Gazeteciler yaşadıkları şiddeti duyuramıyor
Ama gazeteci olmalarına rağmen, kadınlar bu şiddeti duyuramadıklarını ifade ediyor. Bu soruyu cevaplayan 153 kadından sadece yüzde 33’ü yaşadığı şiddeti duyurabildiğini belirtiyor.
Bir taraftan yaptıkları haberlerlerle cezasızlığı ifşa etmeye çalışırken, bir taraftan şiddet ve cezasızlığı kendileri de deneyimliyorlar.
“Bir televizyon kanalında, çalışma arkadaşımın sözlü saldırısına uğradım. Sorumlu kişiye bildirdim. Rapor yazmam istendi, yönetim kurulu toplantısında görüşelim, dendi. Raporu yazdım ama asla görüşülmedi. O kişi hala televizyonda çalışıyor ve hiçbir uyarı yapılmadı, özür dilenmedi. Bu kişinin gücüne ihtiyaçları varmış…”

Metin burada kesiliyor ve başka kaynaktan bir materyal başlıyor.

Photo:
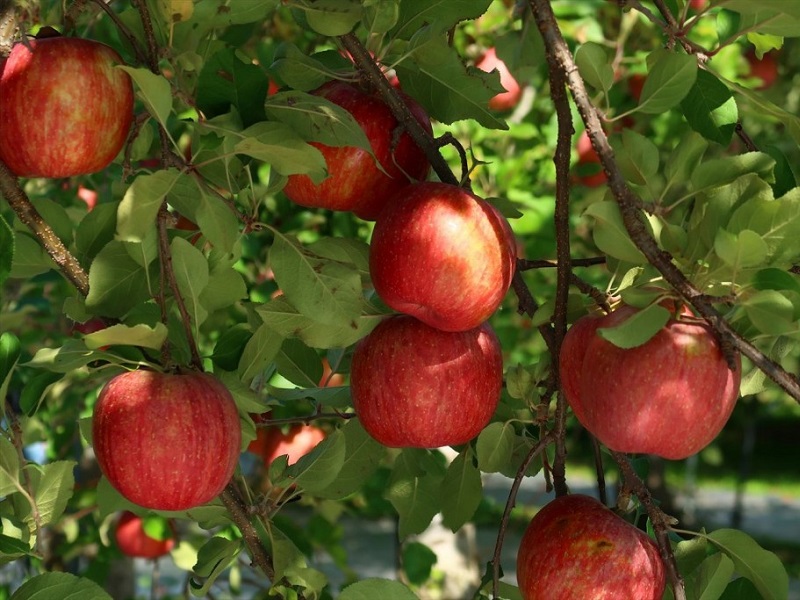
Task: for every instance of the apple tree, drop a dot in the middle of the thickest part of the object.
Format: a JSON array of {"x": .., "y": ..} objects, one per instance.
[{"x": 520, "y": 166}]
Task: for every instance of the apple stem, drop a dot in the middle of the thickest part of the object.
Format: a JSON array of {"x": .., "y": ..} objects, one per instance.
[
  {"x": 632, "y": 483},
  {"x": 633, "y": 220},
  {"x": 378, "y": 81}
]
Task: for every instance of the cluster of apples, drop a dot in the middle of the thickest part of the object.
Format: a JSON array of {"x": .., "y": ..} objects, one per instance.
[{"x": 439, "y": 255}]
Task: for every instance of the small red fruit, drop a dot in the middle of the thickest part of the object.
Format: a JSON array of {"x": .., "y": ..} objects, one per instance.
[
  {"x": 355, "y": 183},
  {"x": 133, "y": 540},
  {"x": 577, "y": 548}
]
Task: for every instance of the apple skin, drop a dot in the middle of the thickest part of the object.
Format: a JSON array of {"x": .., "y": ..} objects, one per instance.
[
  {"x": 588, "y": 156},
  {"x": 166, "y": 441},
  {"x": 575, "y": 547},
  {"x": 414, "y": 386},
  {"x": 354, "y": 182},
  {"x": 670, "y": 396},
  {"x": 443, "y": 255},
  {"x": 509, "y": 99},
  {"x": 299, "y": 440},
  {"x": 64, "y": 109},
  {"x": 132, "y": 539}
]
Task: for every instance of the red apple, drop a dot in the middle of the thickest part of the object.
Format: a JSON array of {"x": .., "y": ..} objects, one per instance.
[
  {"x": 510, "y": 98},
  {"x": 577, "y": 548},
  {"x": 166, "y": 441},
  {"x": 355, "y": 183},
  {"x": 419, "y": 387},
  {"x": 589, "y": 170},
  {"x": 133, "y": 540},
  {"x": 443, "y": 255},
  {"x": 670, "y": 396},
  {"x": 299, "y": 440},
  {"x": 64, "y": 109},
  {"x": 765, "y": 68}
]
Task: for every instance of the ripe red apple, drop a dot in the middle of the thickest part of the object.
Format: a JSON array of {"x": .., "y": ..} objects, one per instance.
[
  {"x": 64, "y": 109},
  {"x": 354, "y": 181},
  {"x": 510, "y": 98},
  {"x": 296, "y": 442},
  {"x": 590, "y": 172},
  {"x": 765, "y": 68},
  {"x": 419, "y": 387},
  {"x": 166, "y": 441},
  {"x": 443, "y": 255},
  {"x": 670, "y": 396},
  {"x": 575, "y": 547},
  {"x": 133, "y": 540}
]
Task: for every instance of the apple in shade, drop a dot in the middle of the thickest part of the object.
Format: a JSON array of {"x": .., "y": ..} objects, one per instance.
[
  {"x": 575, "y": 548},
  {"x": 670, "y": 396},
  {"x": 589, "y": 170},
  {"x": 132, "y": 539},
  {"x": 166, "y": 441},
  {"x": 509, "y": 99},
  {"x": 64, "y": 108},
  {"x": 442, "y": 255},
  {"x": 416, "y": 386},
  {"x": 355, "y": 183}
]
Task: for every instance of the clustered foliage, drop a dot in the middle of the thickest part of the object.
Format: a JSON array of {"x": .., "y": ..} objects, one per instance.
[{"x": 185, "y": 254}]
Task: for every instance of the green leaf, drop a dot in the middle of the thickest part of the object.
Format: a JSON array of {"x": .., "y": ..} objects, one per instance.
[
  {"x": 362, "y": 456},
  {"x": 461, "y": 491},
  {"x": 259, "y": 351},
  {"x": 436, "y": 76},
  {"x": 329, "y": 291},
  {"x": 316, "y": 119},
  {"x": 117, "y": 282},
  {"x": 216, "y": 555},
  {"x": 770, "y": 311},
  {"x": 154, "y": 90},
  {"x": 59, "y": 586},
  {"x": 370, "y": 589},
  {"x": 494, "y": 447},
  {"x": 52, "y": 484},
  {"x": 10, "y": 349},
  {"x": 6, "y": 249},
  {"x": 136, "y": 215},
  {"x": 637, "y": 157},
  {"x": 141, "y": 335},
  {"x": 761, "y": 567},
  {"x": 277, "y": 145},
  {"x": 287, "y": 321},
  {"x": 610, "y": 234},
  {"x": 319, "y": 468},
  {"x": 638, "y": 328},
  {"x": 191, "y": 274},
  {"x": 440, "y": 15},
  {"x": 9, "y": 467},
  {"x": 594, "y": 65},
  {"x": 417, "y": 561},
  {"x": 710, "y": 108},
  {"x": 414, "y": 489},
  {"x": 669, "y": 79},
  {"x": 226, "y": 81}
]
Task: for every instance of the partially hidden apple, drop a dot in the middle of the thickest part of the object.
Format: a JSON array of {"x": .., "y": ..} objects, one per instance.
[
  {"x": 65, "y": 109},
  {"x": 589, "y": 171},
  {"x": 416, "y": 386},
  {"x": 132, "y": 539},
  {"x": 670, "y": 396},
  {"x": 509, "y": 99},
  {"x": 575, "y": 547},
  {"x": 296, "y": 442},
  {"x": 443, "y": 255},
  {"x": 166, "y": 441},
  {"x": 355, "y": 183}
]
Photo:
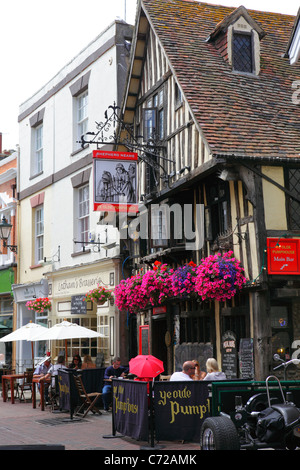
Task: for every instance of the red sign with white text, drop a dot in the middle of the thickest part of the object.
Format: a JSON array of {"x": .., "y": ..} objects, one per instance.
[{"x": 283, "y": 255}]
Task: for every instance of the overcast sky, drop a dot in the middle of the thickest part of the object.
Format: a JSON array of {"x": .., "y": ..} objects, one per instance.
[{"x": 38, "y": 38}]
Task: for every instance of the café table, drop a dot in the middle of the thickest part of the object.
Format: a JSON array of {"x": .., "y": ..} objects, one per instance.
[
  {"x": 36, "y": 381},
  {"x": 11, "y": 379}
]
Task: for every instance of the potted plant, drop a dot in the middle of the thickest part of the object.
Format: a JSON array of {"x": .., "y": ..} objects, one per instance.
[
  {"x": 99, "y": 295},
  {"x": 157, "y": 283},
  {"x": 129, "y": 295},
  {"x": 39, "y": 305},
  {"x": 183, "y": 280},
  {"x": 219, "y": 277}
]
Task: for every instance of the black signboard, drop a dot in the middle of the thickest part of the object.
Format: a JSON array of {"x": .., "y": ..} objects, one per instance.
[
  {"x": 229, "y": 355},
  {"x": 68, "y": 395},
  {"x": 130, "y": 408},
  {"x": 246, "y": 358},
  {"x": 179, "y": 409},
  {"x": 78, "y": 305}
]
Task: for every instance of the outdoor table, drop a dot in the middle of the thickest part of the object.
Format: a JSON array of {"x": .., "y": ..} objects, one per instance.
[
  {"x": 36, "y": 381},
  {"x": 11, "y": 378}
]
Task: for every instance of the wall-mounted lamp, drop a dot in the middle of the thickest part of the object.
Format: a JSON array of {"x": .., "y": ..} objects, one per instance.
[{"x": 5, "y": 229}]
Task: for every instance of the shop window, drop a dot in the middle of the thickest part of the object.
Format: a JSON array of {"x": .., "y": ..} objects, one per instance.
[
  {"x": 81, "y": 346},
  {"x": 281, "y": 335}
]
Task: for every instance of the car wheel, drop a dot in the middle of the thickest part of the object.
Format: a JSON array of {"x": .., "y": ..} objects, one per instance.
[{"x": 219, "y": 433}]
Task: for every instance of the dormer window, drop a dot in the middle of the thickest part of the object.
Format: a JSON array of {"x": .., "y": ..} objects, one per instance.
[
  {"x": 242, "y": 56},
  {"x": 237, "y": 37}
]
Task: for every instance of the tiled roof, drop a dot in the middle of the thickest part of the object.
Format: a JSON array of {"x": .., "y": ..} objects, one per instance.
[{"x": 239, "y": 114}]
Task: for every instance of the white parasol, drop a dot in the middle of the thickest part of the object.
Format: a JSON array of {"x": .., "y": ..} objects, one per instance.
[
  {"x": 25, "y": 333},
  {"x": 66, "y": 330}
]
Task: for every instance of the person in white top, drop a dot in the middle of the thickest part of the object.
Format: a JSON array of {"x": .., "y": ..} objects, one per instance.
[
  {"x": 213, "y": 372},
  {"x": 188, "y": 370},
  {"x": 60, "y": 364}
]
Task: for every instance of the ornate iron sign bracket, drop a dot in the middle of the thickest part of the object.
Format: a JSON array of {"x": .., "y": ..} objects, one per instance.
[{"x": 108, "y": 133}]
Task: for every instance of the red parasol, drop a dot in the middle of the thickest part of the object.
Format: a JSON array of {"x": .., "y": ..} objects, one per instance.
[{"x": 146, "y": 366}]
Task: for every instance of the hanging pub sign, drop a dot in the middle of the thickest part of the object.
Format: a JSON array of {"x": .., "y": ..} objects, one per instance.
[
  {"x": 283, "y": 256},
  {"x": 115, "y": 181}
]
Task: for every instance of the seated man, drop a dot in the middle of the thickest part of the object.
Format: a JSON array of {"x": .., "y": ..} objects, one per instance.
[{"x": 115, "y": 370}]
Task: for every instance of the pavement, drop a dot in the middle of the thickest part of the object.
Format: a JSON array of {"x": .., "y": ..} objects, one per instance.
[{"x": 21, "y": 425}]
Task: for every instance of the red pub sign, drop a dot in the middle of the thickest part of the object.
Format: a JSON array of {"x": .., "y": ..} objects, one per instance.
[
  {"x": 283, "y": 256},
  {"x": 115, "y": 181}
]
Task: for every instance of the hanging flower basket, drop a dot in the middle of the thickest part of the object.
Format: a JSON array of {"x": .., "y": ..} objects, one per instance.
[
  {"x": 129, "y": 295},
  {"x": 157, "y": 283},
  {"x": 99, "y": 295},
  {"x": 219, "y": 277},
  {"x": 39, "y": 305},
  {"x": 183, "y": 281}
]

“Mesleğimin farklı dönemlerinde mobbing, şiddet, ayrımcılık kategorilerine girebilecek farklı olaylar yaşadım. Beni en çok etkileyen ise 2015'ten beri devam etmekte olan bir şiddet olayı. Gazetede yazılarımı takip eden bir şahıs (erkek), bir yıldan fazla süredir telefonla taciz etti. Geçen yıl gazete binasına geldi, fakat içeri alınmadıı. Ardından da ev adresimi bularak evime geldi, kapıyı zorlayarak içeri girmeye, bana zarar vermeye çalıştı. Polis tarafından yakalandı, iki kamu davası açıldı. Davalar hala sürüyor. Saldırgan bu süre içinde hiç ceza almadı, tutuksuz yargılanıyor ve serbest. Mahkemeden avukatım aracılığıyla iki sefer uzaklaştırma ve koruma kararı çıkarttım, bu karar hala geçerli. Saldırganların şiddet ve taciz olaylarında hakimler tarafından her olayda ısrarla salıverilmesi, bir başka deyişle cezasızlık Türkiye'nin en büyük sorunudur.” (ÇT)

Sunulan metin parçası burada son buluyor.